It’s very possible that two of the best interpretations of Shakespeare on film come from the late Akira Kurosawa. His 1985 Ran is one of the few successful adaptations of King Lear, and his 1957 Throne of Blood, the samurai Macbeth stands up well against the best traditional films of the play (most notably Orson Welles’ great 1948 version and Roman Polanski’s sadly overlooked 1971 version). A remarkable, atmospheric film full of arresting images, Throne of Blood shifts the action from Scotland to feudal Japan without betraying any of Shakespeare’s corrosive discourse on the evils of ambition.

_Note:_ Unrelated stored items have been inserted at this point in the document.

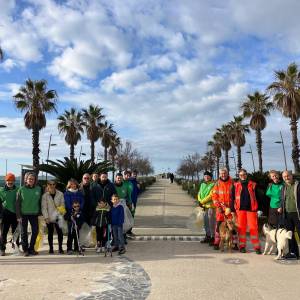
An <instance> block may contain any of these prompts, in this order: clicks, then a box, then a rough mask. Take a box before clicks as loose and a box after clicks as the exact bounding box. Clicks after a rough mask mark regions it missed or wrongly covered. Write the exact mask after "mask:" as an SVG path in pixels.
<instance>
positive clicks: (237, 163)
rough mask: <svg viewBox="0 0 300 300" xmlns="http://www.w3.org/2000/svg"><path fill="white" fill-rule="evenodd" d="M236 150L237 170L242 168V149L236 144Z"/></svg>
mask: <svg viewBox="0 0 300 300" xmlns="http://www.w3.org/2000/svg"><path fill="white" fill-rule="evenodd" d="M236 151H237V159H238V162H237V167H238V172H239V171H240V169H241V168H242V151H241V146H236Z"/></svg>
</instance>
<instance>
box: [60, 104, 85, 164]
mask: <svg viewBox="0 0 300 300" xmlns="http://www.w3.org/2000/svg"><path fill="white" fill-rule="evenodd" d="M57 119H58V120H59V123H58V131H59V133H65V134H66V136H65V141H66V143H67V144H68V145H70V159H71V160H74V158H75V155H74V150H75V146H76V145H77V143H78V141H80V140H81V133H83V132H84V130H83V128H84V126H85V125H86V124H85V122H84V120H83V117H82V113H81V112H77V111H76V109H75V108H71V109H70V111H67V110H65V112H64V114H62V115H61V116H59V117H58V118H57Z"/></svg>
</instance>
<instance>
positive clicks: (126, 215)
mask: <svg viewBox="0 0 300 300" xmlns="http://www.w3.org/2000/svg"><path fill="white" fill-rule="evenodd" d="M120 203H121V205H122V206H123V208H124V224H123V232H124V233H126V232H127V231H128V230H129V229H130V228H132V227H133V225H134V219H133V216H132V214H131V211H130V209H129V208H128V206H127V205H126V200H125V199H121V200H120Z"/></svg>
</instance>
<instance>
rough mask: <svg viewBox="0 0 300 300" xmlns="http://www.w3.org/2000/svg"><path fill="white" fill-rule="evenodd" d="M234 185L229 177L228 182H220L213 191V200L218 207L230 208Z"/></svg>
mask: <svg viewBox="0 0 300 300" xmlns="http://www.w3.org/2000/svg"><path fill="white" fill-rule="evenodd" d="M232 185H233V181H232V179H231V178H230V177H229V178H228V180H227V181H222V180H220V179H219V180H218V181H217V183H216V184H215V186H214V187H213V191H212V200H213V202H214V205H215V206H216V207H220V208H223V209H225V208H226V207H230V193H231V187H232Z"/></svg>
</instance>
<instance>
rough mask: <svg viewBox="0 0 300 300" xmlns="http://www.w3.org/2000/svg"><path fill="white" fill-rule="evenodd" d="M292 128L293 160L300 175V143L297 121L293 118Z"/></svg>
mask: <svg viewBox="0 0 300 300" xmlns="http://www.w3.org/2000/svg"><path fill="white" fill-rule="evenodd" d="M290 126H291V132H292V160H293V163H294V170H295V173H299V148H298V147H299V142H298V137H297V119H296V118H295V117H292V118H291V122H290Z"/></svg>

The film stars the great Toshiro Mifune as the warriors Washizu (Macbeth) and Captain Miki (Banquo), are returning from quelling a rebellion against their master, the Lord of the Forest. Lost in the labyrinthine forest, the come across an evil spirit of the forest in the form of a ghostly, white-haired old woman who lives in a mist-shrouded glade surrounded by piles of human skeletons. She gives them the prophecy that Washizu will be given his own castle as reward for his bravery, and that Miki will replace Washizu as fort commander. When they return from their journey, they are indeed rewarded as the prophecy said, but Washizu’s ambitious wife Asaji has other plans. She tells him he shouldn’t be happy until he kills the lord and replaces him as Lord of the Forest Castle.

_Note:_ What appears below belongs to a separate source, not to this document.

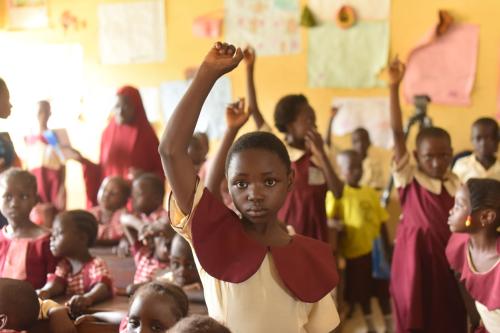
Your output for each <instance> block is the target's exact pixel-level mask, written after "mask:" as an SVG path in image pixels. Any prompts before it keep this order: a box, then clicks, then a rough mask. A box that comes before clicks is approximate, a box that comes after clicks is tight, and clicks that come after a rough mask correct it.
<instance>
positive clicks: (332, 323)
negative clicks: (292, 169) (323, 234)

When the Lord visits Washizu at his castle, he asks him to lead an attack against the rebel army while Miki watches over the Forest Castle. Asaji convinces her husband that this is a plot to kill him and put Miki in charge. During the night, Asaji drugs the Lord’s guards and Washizu kills him, becoming the Lord of the Forest Castle. He soon makes Miki’s son his heir out of gratitude, but when Asaji becomes pregnant, she convinces him to kill both Miki and his son. An assassin is hired and Miki killed – whose ghost shows up at Washizu’s banquet – but the son escapes death. Asaji goes insane and gives birth to a stillborn child, and Washizu returns to the forest to seek the advice of the spirit. The woman tells him he will lose no battle unless the forest itself moves against him.
Convinced he’s nearly immortal, the prospect of Miki’s son and the attacking rebel army doesn’t bother him, and he tells his army of the prophecy. But soon, the army arrives at the castle’s gates, having cut down trees and branches from the forest to use as camouflage. When Washizu’s men see the forest literally moving towards the castle, they kill Washizu in an incredible rain of arrows.
This is a streamlined, powerful Macbeth that makes good use of Kurosawa’s own mythologies. The images are breathtaking. The opening scenes of the castle, bathed in a dense fog and sitting on a black, hilly landscape that looks like the volcanic slopes of Mount Fuji, establishes a dreamlike, mythic tone to the film that also recalls the play’s original environs. The scenes of the prophecy are similarly eerie, almost surreal in feeling, and the concluding scenes, where Mifune becomes a human pin cushion of arrows, have the rare combination of violence and poetry of imagery that is almost completely absent in today’s filmmaking.
The acting is fascinating here: as Washizu, Mifune gives a towering performance – he has the true look of madness in his eyes – and Isuzu Yamada as Aasji is his opposite, a quiet , intense and absolutely chilling Lady Macbeth. Some of the scenes have a theatricality to them, but they seem as much informed by traditional Japanese Noh theater as they do Shakespeare, and the mix is never less than compelling.